Потом, спустя год, когда точно так же стояла весна и на дворе был апрель, я сам пришел по той дороге и побывал в том селе. Я был на воле, но не ощущал никакой радости от того, что я на воле. Все пережитое оставалось в прошлом, нам предстояло проделать прежний путь в обратном направлении, но, наверно, это невозможно — проделать тот же путь в обратном направлении, наверно, невозможно стереть в своей памяти прежний путь. Не знаю. Шестнадцать лет, год за годом, я старался забыть этот путь, и я забыл его. Никто из окружающих меня никогда не вспоминает о том, что я проделал этот путь. Но на самом деле, стараясь забыть о прошлом, я все время знал, что придет день, когда мне придется заново проделать этот путь. Я знал: через пять, через десять или через пятнадцать лет все равно мне придется заново проделать этот путь. И все былое будет дожидаться меня — и долина Мозеля, и парень из Семюра, и то село на Тюрингской равнине с родником на площади, где мне еще предстоит напиться холодной воды.
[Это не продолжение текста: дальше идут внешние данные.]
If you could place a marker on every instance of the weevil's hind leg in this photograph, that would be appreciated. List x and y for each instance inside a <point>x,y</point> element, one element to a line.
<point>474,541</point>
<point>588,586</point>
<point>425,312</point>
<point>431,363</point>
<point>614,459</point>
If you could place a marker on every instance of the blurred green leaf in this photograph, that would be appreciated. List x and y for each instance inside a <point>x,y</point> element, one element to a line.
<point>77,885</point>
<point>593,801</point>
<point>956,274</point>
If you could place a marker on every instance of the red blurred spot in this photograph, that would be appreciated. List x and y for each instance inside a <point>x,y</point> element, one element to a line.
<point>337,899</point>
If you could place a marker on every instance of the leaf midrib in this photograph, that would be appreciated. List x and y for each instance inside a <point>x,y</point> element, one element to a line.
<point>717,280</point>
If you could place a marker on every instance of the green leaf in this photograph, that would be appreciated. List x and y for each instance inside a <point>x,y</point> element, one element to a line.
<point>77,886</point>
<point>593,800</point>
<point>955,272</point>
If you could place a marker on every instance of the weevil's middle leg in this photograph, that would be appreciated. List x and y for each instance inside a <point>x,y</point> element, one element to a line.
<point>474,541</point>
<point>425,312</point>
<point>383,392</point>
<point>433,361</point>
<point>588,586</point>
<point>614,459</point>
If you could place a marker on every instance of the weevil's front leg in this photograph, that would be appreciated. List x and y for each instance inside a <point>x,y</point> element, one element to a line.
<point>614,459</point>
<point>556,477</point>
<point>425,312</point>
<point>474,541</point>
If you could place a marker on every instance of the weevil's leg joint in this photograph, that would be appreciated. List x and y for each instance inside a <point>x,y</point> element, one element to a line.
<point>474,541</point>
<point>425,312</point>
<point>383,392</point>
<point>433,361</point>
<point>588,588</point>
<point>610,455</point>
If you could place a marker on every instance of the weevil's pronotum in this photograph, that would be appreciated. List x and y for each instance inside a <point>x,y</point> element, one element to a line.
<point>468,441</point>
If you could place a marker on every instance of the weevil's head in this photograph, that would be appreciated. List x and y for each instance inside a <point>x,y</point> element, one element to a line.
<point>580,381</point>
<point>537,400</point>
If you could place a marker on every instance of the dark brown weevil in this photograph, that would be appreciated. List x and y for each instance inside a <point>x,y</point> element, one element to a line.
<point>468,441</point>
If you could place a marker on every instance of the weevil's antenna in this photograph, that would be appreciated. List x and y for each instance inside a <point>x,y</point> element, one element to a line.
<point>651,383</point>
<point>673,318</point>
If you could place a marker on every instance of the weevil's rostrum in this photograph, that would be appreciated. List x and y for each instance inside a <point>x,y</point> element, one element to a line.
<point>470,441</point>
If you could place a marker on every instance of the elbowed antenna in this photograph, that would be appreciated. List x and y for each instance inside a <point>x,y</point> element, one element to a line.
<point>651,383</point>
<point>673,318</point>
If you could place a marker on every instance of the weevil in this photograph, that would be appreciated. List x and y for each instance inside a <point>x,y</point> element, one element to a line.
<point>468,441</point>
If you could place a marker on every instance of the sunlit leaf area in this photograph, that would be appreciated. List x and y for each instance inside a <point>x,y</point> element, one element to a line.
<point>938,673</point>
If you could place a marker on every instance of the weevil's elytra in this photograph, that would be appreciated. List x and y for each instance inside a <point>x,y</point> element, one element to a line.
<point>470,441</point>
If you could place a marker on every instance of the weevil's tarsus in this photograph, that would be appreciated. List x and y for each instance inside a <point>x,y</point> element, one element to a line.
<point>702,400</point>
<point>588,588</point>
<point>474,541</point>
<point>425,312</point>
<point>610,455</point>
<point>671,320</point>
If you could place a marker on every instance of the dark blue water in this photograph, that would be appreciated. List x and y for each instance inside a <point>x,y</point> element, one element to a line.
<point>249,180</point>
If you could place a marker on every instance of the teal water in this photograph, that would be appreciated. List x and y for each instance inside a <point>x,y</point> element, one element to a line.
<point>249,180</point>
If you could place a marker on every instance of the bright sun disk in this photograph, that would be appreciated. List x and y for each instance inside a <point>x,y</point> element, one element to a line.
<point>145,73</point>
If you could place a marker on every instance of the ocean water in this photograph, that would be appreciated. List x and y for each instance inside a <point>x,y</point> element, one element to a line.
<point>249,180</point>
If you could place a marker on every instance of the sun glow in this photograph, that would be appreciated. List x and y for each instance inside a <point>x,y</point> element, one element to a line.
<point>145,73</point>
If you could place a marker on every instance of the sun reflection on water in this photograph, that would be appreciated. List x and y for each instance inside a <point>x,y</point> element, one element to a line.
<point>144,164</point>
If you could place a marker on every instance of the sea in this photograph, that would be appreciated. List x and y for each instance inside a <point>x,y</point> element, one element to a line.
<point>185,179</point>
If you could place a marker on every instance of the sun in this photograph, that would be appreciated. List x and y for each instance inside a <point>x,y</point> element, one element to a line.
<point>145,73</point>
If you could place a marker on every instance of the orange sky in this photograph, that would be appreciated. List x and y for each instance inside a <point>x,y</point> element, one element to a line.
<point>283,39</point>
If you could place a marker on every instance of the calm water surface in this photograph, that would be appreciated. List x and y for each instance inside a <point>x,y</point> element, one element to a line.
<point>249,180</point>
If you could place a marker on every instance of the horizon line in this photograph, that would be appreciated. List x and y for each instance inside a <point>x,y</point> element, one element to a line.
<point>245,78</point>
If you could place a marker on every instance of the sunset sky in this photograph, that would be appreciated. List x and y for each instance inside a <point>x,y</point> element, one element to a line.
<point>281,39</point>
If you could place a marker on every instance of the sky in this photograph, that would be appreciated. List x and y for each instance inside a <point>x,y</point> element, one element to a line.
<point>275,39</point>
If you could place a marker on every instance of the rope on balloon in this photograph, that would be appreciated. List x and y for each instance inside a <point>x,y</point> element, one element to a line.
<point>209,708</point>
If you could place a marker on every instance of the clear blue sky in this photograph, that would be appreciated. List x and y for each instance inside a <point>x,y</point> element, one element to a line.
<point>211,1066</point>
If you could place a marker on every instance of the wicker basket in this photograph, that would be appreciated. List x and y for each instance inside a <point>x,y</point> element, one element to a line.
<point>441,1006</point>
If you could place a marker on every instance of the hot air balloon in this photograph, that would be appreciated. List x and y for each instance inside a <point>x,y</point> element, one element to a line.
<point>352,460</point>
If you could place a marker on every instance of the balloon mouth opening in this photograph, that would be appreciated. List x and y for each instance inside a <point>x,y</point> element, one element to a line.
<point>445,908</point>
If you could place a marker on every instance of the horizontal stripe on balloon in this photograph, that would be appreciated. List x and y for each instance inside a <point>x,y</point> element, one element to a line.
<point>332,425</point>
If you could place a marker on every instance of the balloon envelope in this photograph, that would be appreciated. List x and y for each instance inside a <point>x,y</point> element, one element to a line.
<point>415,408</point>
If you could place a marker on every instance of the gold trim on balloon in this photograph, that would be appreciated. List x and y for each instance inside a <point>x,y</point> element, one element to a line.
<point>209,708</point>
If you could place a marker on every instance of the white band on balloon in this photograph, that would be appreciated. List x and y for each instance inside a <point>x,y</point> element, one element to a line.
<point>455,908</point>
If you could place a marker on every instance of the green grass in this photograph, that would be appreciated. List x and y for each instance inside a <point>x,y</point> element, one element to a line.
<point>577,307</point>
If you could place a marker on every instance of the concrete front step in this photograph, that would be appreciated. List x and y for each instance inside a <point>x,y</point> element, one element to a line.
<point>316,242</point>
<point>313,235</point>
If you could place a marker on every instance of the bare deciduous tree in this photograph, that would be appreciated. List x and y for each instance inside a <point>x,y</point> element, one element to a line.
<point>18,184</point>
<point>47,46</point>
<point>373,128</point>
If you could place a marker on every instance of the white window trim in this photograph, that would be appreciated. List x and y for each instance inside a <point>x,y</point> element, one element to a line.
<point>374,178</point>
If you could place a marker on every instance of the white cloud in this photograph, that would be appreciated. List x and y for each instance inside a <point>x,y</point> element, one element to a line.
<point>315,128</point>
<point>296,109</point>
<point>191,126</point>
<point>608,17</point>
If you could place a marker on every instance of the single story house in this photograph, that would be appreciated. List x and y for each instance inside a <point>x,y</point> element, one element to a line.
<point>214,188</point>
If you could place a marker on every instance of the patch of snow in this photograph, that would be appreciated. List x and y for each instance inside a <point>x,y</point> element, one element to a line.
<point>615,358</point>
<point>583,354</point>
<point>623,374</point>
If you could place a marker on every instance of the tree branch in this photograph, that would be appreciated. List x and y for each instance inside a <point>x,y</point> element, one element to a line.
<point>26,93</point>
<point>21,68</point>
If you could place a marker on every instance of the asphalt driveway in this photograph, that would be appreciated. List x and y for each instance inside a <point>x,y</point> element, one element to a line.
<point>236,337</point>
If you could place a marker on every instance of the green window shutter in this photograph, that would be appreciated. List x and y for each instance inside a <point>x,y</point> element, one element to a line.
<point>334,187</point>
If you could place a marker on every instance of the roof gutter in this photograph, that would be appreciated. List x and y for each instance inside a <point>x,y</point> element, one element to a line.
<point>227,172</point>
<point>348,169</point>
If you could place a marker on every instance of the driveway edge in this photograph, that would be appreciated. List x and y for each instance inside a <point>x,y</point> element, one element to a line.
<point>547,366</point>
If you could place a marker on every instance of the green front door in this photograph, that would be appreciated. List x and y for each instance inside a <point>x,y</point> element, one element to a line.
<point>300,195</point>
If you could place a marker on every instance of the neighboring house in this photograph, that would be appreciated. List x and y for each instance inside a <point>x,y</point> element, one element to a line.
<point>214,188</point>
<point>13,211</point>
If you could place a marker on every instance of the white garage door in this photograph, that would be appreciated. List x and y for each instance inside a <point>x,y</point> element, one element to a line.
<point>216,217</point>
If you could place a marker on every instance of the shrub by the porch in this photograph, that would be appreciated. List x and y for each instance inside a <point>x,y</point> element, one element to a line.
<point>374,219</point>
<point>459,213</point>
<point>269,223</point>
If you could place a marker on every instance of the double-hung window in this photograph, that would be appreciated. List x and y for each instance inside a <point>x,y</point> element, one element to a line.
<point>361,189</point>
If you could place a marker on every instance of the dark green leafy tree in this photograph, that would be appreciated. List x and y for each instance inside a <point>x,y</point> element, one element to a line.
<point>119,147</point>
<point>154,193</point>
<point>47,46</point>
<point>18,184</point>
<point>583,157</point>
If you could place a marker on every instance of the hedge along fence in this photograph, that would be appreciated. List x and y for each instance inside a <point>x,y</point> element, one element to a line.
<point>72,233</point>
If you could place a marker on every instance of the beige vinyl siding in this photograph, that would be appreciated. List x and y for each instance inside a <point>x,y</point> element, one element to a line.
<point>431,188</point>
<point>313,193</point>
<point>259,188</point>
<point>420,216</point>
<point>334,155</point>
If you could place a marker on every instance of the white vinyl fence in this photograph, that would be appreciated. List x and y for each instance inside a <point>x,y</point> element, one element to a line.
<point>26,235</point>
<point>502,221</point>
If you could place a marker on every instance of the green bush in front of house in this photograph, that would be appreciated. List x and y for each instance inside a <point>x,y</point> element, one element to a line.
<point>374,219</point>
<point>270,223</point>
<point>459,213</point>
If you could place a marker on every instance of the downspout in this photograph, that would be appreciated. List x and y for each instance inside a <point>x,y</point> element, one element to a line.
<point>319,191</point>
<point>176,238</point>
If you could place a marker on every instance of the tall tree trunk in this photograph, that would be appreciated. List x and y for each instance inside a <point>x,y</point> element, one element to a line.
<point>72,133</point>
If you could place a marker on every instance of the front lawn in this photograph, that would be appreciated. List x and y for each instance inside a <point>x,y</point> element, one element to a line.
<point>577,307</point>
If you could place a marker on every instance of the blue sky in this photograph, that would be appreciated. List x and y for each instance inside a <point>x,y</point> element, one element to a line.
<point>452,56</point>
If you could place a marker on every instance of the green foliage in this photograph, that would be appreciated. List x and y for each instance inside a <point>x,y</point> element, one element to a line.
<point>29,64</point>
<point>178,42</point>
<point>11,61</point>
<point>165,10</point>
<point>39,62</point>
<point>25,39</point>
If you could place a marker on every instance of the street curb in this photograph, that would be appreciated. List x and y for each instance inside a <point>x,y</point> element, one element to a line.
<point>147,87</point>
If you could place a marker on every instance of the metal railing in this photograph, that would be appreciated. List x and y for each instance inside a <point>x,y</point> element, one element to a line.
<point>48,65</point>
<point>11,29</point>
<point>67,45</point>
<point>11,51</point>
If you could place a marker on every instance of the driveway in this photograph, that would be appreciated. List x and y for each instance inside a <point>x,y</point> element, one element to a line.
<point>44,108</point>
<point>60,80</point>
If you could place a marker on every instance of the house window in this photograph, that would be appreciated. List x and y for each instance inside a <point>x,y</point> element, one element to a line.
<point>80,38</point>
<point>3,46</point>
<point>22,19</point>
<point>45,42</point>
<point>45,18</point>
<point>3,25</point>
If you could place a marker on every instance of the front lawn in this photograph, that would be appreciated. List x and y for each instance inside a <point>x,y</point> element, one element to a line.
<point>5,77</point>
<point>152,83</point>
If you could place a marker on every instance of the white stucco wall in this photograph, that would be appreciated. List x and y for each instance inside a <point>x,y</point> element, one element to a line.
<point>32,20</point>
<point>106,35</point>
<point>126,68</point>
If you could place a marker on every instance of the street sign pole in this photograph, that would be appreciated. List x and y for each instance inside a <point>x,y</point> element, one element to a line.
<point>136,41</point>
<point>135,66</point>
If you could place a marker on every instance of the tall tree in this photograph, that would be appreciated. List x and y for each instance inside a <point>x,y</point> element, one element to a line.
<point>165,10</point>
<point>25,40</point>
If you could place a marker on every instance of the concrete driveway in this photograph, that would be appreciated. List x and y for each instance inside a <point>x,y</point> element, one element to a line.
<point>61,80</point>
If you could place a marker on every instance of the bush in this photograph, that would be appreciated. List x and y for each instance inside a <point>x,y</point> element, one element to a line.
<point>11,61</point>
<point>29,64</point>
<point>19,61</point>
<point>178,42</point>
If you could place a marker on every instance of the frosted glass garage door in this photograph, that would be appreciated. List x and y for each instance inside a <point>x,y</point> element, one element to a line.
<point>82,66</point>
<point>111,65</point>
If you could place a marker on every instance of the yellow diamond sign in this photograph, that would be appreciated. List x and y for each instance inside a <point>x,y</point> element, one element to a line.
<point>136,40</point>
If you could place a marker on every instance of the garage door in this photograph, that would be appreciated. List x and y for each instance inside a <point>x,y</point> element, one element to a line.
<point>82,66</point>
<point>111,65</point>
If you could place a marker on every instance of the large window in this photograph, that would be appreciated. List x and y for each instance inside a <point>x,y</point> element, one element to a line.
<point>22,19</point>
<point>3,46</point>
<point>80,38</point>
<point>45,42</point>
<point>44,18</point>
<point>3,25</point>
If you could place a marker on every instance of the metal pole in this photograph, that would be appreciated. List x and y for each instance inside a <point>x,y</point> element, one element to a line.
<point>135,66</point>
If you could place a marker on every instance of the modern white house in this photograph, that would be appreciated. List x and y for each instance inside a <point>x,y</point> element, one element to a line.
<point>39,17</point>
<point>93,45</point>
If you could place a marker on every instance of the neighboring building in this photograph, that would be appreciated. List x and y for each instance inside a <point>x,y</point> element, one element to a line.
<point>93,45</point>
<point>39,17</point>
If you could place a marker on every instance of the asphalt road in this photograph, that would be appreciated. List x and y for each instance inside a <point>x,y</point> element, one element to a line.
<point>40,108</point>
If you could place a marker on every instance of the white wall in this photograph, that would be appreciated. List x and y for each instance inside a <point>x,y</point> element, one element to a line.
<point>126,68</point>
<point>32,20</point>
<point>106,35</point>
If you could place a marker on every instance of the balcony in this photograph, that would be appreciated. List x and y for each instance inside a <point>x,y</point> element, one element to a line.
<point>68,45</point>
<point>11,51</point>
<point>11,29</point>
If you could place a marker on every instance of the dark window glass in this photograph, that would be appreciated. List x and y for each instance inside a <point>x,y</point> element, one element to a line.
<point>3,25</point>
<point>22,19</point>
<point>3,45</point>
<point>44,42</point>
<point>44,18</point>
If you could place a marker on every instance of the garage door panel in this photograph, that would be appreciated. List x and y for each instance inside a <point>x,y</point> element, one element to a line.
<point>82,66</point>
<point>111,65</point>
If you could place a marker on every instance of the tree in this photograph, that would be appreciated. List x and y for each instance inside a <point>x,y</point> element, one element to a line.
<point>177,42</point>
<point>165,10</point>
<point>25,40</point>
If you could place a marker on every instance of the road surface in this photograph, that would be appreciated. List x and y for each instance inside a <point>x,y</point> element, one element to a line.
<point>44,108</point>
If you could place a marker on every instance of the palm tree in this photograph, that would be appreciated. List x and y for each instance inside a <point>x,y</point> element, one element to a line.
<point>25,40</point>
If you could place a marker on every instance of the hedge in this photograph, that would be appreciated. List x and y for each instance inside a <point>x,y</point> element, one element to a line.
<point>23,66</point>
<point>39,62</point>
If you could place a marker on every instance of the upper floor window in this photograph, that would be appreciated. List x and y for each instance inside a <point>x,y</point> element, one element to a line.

Наверно, вообще невозможно проделать этот путь в обратном направлении.

— Ну а теперь чем ты любуешься? — спрашивает парень из Семюра. — Ничего ведь не видно.

Он прав, стало уже совсем темно.

— А я больше не любуюсь, — признаюсь я.

— Вот и плохо, — сухо произносит он.

— Почему плохо?

— Сам должен понимать. Глядеть в окно, ничего не замечая… Видеть сны наяву… Нехорошо это.

— И вспоминать нехорошо?

— И вспоминать тоже. Это отвлекает.

— От чего отвлекает? — спрашиваю я.

Этот парень из Семюра с каждой минутой все больше удивляет меня.

— Отвлекает от этого пути, расслабляет как-то. Мы же должны выстоять.

— Выстоять? Ради чего? Чтобы потом рассказать про этот путь? — Да нет, чтобы вернуться, — строго поправляет он. — Было бы свинством не вернуться. Верно?

— Кто-нибудь всегда остается в живых, возвращается и рассказывает обо всем остальным.

— Вот я и хочу вернуться. Но не для того, чтобы рассказывать. Плевал я на эти рассказы.

— А ты не думаешь, что надо будет рассказать?

— Да рассказывать-то нечего, старик. Сто двадцать человек в одном вагоне. Дни, ночи, которым нет конца. Вопли свихнувшихся бедняг. О чем тут рассказывать?

— А что будет в конце пути? — спрашиваю я.

У него прерывается дыхание. — В конце?

Он не хочет над этим задумываться, это совершенно ясно. Сейчас самое главное — выдержать этот путь. Он не хочет думать о цели пути.

— Что будет, то будет, — произносит он наконец. — Верно я говорю? — Верно. Я просто так спросил.